Unlike traditional computers that use zeros and ones to encode information, quantum computers implement the principles of quantum physics to perform tasks that once could only be dreamed about. Quantum computers have a broad range of applications and are poised to play a significant role in our world, whether they are used to predict the weather or for the speedy development of prescription drugs.
Yet with quantum computers poised to have a significant impact on society, many questions remain about what these machines will look like commercially. For instance, will they be very expensive, or will they be accessible to consumers? Will they be owned only by large entities like tech companies, universities, joint ventures and the government, or will they be available to modest size companies? When it comes to quantum computers, the list of questions goes on and on.
We have already seen quantum computers becoming more commercially accessible, a seismic shift from just a few years ago.
Some may recall the first quantum computer system D-Wave introduced. This machine had a whopping price tag of about $10 million. However, there has been an evolution in recent years in the market. Within the last year, a Chinese startup, SpinQ, created a quantum computer that sells for under $5,000. Although this is still a steep price compared to standard computers, it demonstrates the substantial move toward making quantum computers affordable.

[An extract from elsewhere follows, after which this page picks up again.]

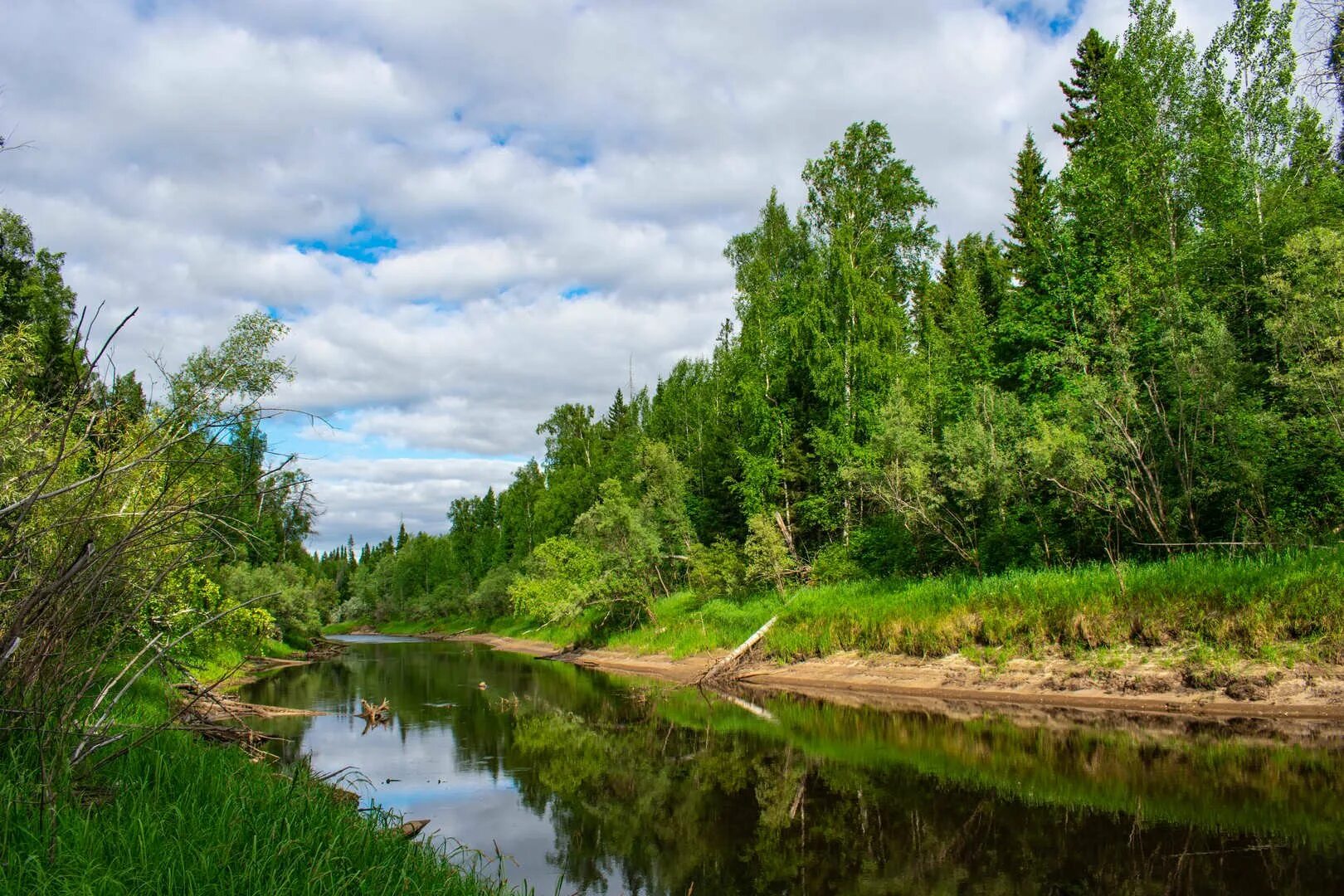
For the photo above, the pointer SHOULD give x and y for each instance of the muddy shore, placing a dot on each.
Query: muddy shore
(1307, 700)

When people think of quantum computers, they often envision gigantic machines that fill an entire room. For instance, in 2017, a Canadian company named D-Wave created a quantum computing chip that had over 2,000 quantum bits that was housed in a 10-foot tall machine that took up 700 cubic feet. Compare this to the aforementioned quantum computer from SpinQ that can be placed on a desktop. Granted, SpinQ’s computer weighs 121 pounds, so although it can fit on a desktop, the surface must be able to support that weight, and it is hardly portable in the sense of the laptop computers we know today. However, this showcases the ongoing shift in making quantum machines that take up less space, approaching standard computers.

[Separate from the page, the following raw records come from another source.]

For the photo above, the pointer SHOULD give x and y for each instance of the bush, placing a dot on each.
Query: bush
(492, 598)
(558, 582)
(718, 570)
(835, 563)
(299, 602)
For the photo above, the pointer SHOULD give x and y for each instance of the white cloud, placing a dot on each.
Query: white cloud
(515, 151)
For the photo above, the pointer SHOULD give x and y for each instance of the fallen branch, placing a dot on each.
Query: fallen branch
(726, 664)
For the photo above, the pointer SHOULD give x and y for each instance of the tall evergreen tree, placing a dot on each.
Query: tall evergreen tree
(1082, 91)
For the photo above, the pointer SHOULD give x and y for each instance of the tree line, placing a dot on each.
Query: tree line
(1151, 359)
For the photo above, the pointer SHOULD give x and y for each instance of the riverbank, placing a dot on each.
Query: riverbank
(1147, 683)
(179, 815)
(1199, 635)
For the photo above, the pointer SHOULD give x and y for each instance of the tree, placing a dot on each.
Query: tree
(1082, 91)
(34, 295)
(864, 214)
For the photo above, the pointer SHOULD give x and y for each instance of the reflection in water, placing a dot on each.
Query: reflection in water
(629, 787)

The many uses of quantum computers make them an obvious fit for certain organizations.
For example, universities can use them for research purposes when analyzing molecular interactions. Governmental agencies can utilize quantum computers to enhance cybersecurity. From creating financial models to cryptography, the sheer power of quantum computing makes these machines highly desirable as their potential is seemingly limitless. Ultimately, it remains to be seen where quantum computers will find applications in the coming years, and whether there will be a shift that brings these machines into the mainstream. With shrinking price tags and reduction in size, signs indicate there will be more quantum computers in use in the coming years, whether they are used at universities and high schools or in homes—a far cry from where quantum computing was just a few years ago.